Welcome to DrRacket, version 7.0 [3m].
Language: Beginning Student; memory limit: 256 MB.
> 



Now you are ready to begin programming! Note that you will need to follow steps 7-8 when setting up DrRacket on your own computer, too.

Copy/paste the following code into your DrRacket Definitions Pane:

; CS101 Lab 1
; Name: <YOUR NAME>
; Description: evaluating different types of data expressions 
 
(require 2htdp/image)
(require 2htdp/universe)
 
; Numbers are a type of data
; --the following expression adds numbers
; --add expressions that subtract, multiply and divide numbers
(+ 40 1 1)
 
; Strings are a type of data (strings of characters)
; --the following expression appends strings
; --add another expression that appends two or more strings
(string-append "Computer " "Science")
(string-append "Marc " "was here")
 
; Booleans are a type of data (#true or #false)
; --the following expression compares two numbers
; --add some more comparisons using <, >=, <=, and =
; --some expressions should evaluate to #true, some #false
(> 42 9)
 
; Images are a type of data
; --shapes are one type of image; circle is one type of shape
; --add another circle expression
; --rectangle is another type of shape: (see an example below)
;   --instead of one number representing a circle's radius...
;   --a rectangle function takes two numbers, representing width and height
;   --the other inputs are the same as the circle function
; --add two different rectangle expressions 
(circle 10 "solid" "red");
 
; Images may be combined
 
; --the following expression overlays a circle on a square
; --the result is another image
(overlay (rectangle 20 20 "solid" "blue")
         (circle 5 "solid" "red"))
 
; Scenes are a type of data; scenes are also a type of image
; --the following expression creates an empty scene
(empty-scene 100 100)
 
; Images may be placed within scenes
; --the following expression places a circle in an empty scene
; --at coordinates (25,25)
; --the result is another scene (but this scene isn't empty!)
; --add another image of a scene, but this one contains a rectangle
(place-image (circle 10 "solid" "red")
             25 25
(empty-scene 100 100))

Your first program

  1. Open the lab1.rkt file in DrRacket by clicking on the File menu option and selecting Open.

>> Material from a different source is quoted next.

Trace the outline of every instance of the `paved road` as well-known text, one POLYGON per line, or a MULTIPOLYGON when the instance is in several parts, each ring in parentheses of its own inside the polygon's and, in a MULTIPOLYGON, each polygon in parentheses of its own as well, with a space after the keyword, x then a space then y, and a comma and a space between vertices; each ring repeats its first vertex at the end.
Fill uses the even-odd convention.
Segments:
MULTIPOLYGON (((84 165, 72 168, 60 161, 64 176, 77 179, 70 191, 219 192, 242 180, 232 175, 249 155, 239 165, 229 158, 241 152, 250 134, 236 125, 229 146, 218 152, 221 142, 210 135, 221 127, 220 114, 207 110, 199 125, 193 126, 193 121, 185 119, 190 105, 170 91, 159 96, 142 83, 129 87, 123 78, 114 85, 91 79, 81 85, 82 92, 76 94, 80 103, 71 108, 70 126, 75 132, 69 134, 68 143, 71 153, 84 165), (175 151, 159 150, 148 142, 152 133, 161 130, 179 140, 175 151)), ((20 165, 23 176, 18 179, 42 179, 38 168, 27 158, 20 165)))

Then navigate to your cs101/lab1 directory, and double-click on lab1.rkt.
  2. Fill in your name where <YOUR NAME> appears in the comments at the top of the program.

  3. Run your program by clicking the Run button.

  4. If there is a syntax error somewhere in your code, DrRacket will generate a syntax error. To see what a syntax error looks like, remove the right parentheses from the end of one of the expressions (a line that does not start with ;) and click the Run button. Notice how the error message appears in a red font in the interactions pane.

  5. We encourage you to experiment with this program. The comments describe what the expressions do, so read carefully, then play around by changing the expressions, save, and re-run. See if you get the results you expect. Be daring! In the worst case, you can always start over with a fresh copy.

  6. When your program successfully runs, show it to your lab instructor or one of the lab coaches and follow the submit procedure detailed below.

Submitting your work

From a terminal window, type the following commands at the Linux prompt:

$ git commit -m "finished lab1" lab1.rkt
$ git push -u origin master



Log out

When you are done, close DrRacket by choosing Quit from the File menu, and then locate the logout option on the menu bar (lower right corner). Choose “Logout…” and follow any remaining prompts. Always remember to log out when you are done using the system, to ensure that no one else uses your account.